A princípio, não há como se falar em ‘consentimento implícito’, de acordo com o texto legal (destaque seus).
Abraços!
Salomão
Olá Salomão. Neste caso poderia sim ser o legítimo interesse. Penso aqui mais em termos práticos, de documentação para comprovação do princípio da responsabilização e prestação de contas. Em um simples formulário de contato, entendo ser mais simples indicar que o consentimento do titular foi concedido (nos moldes indicados no texto) do que preparar a documentação para comprovar que o legítimo interesse é a base legal. Até porque o § 3º do art. 10 diz que a ANPD poderá solicitar ao controlador RIPD quando o tratamento tiver como fundamento O interesse legítimo. Não acredito que fosse o caso, mas seria plenamente possível que a ANPD solicitasse um RIPD porque a empresa tem um formulário baseado no legítimo interesse. Ao usar o consentimento, eu diminuiria não apenas o risco para o titular, mas também para a empresa. Por fim, não entendi muito a parte do “consentimento implícito”, pois o texto não fala sobre isto (que realmente não existe nem na LGPD, nem no formulário em si).
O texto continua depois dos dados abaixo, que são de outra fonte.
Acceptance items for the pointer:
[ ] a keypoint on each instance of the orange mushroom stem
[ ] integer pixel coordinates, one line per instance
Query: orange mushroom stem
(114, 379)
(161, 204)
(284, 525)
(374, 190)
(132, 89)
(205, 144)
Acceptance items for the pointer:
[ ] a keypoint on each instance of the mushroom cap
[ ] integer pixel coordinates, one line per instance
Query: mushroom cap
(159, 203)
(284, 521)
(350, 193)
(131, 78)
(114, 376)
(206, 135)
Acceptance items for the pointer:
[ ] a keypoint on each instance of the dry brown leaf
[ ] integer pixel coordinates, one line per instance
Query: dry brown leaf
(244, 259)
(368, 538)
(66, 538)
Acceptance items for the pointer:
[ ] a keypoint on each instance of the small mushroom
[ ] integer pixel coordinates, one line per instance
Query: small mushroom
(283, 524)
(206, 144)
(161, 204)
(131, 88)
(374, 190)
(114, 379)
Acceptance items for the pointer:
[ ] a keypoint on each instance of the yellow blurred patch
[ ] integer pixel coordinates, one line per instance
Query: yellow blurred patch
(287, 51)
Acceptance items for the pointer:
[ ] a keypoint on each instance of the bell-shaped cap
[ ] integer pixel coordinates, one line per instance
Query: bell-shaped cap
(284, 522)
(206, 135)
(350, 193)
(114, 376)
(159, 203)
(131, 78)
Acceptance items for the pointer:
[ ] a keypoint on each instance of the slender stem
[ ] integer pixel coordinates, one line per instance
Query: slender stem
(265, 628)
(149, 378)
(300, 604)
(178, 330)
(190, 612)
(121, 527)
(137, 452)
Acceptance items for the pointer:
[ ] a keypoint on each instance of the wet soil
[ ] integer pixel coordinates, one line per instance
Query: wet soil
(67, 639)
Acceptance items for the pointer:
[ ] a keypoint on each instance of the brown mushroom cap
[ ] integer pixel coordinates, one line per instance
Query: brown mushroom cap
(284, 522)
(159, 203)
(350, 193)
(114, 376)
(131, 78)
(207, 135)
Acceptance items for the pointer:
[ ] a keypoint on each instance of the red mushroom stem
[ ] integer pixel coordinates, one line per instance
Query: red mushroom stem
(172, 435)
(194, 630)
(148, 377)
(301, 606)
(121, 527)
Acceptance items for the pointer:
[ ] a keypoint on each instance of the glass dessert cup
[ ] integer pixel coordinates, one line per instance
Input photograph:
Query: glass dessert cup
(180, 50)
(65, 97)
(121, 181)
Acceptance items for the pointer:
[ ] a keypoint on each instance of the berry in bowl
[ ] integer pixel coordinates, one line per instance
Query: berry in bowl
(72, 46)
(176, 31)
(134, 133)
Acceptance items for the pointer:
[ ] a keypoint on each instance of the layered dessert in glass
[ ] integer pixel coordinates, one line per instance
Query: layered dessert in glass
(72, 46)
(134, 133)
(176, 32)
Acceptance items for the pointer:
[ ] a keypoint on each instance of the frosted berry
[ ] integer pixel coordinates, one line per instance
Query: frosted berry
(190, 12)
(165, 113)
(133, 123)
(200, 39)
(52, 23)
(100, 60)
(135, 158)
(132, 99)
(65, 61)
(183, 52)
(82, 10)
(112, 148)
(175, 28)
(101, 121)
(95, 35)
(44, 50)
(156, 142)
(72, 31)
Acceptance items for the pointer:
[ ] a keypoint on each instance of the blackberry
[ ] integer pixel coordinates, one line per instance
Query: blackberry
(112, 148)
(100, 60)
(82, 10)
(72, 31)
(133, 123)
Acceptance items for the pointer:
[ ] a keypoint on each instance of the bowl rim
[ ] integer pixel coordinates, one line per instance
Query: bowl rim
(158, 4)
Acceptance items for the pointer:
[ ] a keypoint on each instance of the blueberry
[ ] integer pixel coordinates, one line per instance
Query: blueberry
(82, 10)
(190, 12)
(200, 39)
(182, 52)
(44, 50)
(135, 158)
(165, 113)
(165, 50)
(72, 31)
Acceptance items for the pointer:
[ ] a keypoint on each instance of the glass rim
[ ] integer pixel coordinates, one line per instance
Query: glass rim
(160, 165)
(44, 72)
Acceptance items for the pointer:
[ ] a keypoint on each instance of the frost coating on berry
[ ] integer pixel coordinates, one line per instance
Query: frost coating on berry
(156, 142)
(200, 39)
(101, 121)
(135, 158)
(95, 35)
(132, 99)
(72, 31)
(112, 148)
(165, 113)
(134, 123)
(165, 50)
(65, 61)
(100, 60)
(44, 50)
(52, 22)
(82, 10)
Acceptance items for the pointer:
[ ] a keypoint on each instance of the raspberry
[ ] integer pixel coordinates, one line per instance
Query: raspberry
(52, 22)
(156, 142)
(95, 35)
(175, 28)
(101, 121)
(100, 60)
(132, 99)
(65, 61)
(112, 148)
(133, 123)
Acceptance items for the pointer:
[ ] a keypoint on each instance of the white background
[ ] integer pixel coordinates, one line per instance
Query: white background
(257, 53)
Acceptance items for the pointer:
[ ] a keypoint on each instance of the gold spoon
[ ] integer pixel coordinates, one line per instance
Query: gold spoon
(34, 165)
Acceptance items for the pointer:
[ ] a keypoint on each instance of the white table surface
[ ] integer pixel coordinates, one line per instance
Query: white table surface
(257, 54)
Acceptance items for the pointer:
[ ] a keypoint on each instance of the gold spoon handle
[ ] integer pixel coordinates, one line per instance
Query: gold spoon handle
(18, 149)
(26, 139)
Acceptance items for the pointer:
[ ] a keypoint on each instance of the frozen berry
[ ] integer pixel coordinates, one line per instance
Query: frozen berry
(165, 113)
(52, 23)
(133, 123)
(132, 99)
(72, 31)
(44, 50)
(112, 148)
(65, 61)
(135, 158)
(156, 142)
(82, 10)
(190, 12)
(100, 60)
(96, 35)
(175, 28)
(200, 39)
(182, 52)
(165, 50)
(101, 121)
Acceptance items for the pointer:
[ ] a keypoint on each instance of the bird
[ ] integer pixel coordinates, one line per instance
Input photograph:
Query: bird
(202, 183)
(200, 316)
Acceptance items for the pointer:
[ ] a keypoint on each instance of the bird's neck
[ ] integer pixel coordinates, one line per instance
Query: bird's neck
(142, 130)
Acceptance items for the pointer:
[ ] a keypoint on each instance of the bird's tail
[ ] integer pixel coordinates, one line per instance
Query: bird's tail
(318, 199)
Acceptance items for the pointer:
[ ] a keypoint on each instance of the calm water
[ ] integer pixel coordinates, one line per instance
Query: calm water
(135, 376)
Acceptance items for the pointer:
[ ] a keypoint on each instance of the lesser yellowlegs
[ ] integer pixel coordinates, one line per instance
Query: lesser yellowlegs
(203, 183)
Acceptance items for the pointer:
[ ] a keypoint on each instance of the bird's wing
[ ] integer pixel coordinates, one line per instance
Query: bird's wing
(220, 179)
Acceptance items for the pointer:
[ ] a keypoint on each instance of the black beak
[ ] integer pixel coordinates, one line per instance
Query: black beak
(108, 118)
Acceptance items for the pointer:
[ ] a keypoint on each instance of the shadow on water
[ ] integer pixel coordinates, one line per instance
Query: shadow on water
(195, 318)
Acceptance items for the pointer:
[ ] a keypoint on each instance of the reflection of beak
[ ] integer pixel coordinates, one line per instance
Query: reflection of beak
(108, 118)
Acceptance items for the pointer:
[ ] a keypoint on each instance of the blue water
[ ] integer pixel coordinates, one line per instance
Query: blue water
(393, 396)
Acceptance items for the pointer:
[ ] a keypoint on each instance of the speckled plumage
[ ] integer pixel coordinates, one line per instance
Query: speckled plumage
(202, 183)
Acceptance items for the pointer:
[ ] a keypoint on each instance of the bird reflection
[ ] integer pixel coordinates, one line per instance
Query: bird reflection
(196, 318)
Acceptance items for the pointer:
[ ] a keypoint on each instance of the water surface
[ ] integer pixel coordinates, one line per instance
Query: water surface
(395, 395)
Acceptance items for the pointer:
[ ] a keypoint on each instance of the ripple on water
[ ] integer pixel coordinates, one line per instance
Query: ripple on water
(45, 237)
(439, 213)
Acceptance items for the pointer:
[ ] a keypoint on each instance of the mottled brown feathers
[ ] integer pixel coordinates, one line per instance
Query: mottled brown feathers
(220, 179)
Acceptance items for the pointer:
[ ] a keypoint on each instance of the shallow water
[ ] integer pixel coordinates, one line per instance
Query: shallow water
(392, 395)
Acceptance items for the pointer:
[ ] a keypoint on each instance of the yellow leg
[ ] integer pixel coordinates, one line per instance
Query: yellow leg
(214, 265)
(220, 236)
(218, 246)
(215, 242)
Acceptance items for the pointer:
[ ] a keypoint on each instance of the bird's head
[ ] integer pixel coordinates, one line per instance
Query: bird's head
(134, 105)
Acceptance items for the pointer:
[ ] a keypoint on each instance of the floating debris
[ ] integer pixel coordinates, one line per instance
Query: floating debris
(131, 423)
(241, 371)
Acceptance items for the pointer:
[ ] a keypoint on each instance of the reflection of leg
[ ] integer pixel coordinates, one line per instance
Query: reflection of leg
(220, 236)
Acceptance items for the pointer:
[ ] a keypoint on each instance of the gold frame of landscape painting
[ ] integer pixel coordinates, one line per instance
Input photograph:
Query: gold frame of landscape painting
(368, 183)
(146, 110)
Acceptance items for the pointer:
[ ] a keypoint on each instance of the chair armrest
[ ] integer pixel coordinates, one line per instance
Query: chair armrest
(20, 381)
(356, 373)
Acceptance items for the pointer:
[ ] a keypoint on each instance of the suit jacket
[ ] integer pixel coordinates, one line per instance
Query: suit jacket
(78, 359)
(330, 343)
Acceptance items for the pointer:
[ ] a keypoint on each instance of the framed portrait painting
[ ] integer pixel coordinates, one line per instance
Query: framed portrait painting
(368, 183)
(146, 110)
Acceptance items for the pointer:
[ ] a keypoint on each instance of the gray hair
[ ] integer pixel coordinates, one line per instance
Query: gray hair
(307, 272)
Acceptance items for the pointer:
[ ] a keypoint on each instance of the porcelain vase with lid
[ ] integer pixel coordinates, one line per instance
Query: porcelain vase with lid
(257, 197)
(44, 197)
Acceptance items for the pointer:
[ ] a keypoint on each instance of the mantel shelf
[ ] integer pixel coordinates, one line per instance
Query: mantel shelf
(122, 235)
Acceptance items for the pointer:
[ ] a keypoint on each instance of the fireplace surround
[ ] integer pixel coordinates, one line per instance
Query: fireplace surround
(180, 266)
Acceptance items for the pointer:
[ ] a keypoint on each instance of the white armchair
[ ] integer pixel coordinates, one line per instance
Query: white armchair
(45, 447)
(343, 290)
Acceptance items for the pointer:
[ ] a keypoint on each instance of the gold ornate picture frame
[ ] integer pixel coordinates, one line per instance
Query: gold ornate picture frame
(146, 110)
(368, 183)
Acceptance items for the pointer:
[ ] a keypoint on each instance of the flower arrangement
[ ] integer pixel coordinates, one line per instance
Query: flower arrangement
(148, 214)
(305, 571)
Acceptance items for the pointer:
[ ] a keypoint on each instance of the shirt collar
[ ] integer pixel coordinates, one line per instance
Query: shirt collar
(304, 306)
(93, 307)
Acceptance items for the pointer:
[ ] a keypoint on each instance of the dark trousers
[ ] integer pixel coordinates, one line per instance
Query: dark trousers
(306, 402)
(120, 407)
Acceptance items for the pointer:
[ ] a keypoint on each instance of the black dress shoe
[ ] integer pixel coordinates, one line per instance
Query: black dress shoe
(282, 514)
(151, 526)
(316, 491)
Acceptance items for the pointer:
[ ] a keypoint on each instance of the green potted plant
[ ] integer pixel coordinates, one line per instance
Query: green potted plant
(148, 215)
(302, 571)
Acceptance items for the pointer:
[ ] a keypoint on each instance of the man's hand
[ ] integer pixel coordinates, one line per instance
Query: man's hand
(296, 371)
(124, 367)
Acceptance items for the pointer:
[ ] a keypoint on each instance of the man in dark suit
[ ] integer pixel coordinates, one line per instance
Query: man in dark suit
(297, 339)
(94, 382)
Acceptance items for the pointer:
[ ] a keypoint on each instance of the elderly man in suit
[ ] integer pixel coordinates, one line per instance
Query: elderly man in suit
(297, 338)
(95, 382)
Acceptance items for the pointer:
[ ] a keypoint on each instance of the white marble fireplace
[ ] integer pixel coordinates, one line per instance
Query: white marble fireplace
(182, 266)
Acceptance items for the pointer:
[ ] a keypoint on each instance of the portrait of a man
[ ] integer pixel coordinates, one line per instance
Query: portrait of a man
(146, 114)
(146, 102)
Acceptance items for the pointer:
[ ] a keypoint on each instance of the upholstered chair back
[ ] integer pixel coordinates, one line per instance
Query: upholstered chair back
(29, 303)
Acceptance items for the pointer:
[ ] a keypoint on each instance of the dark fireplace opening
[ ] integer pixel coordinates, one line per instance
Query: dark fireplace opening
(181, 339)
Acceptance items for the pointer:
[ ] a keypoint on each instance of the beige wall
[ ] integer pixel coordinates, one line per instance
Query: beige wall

Um abraço!
Bom dia Professor Matheus!
O que você acha da frase “fuja para as montanhas mas não use consentimento e nem legítimo interesse “, como fundamento que são hipóteses de tratamento frágeis e cheia de requisitos.
Olá Vanessa. Eu acho que é mais frase de efeito do que frase real. Porque no fim das contas, na prática estas são as duas bases legais mais relevantes e mais utilizadas. Portanto, não tem como escapar desses requisitos. E não acho que sejam frágeis, desde que bem utilizadas e documentadas. Abraços!
Olá, Prof. Matheus, tudo bom com vc?
Primeiramente, parabéns por abordar um conteúdo tão básico e essencial de forma tão didática.
Por gentileza, atuo com proteção de dados e uma dúvida que enfrentamos se relaciona ao que você denomina como tratamos de dados para participar de Seleções culturais, por exemplo. Geralmente, a pessoa candidata têm acesso a um “aviso de privacidade com termo de consentimento” que explica as bases legais e finalidades para a coleta de certos dados pessoais. Você entende que contemplar uma caixinha para ciência e concordância não induz a ser entendido que está-se diante da base legal de consentimento, quando poderia ser aplicado execução de contrato na modalidade preparatória? Além disso, se a base legal for o consentimento, teria que haver um aviso claro sobre a forma como revogá-lo, com o contato do DPO? Agradeço a possível resposta. Já vi suas aulas sobre política de privacidade e gostei muito. Você fala sobre temas pouco abordados de forma específica.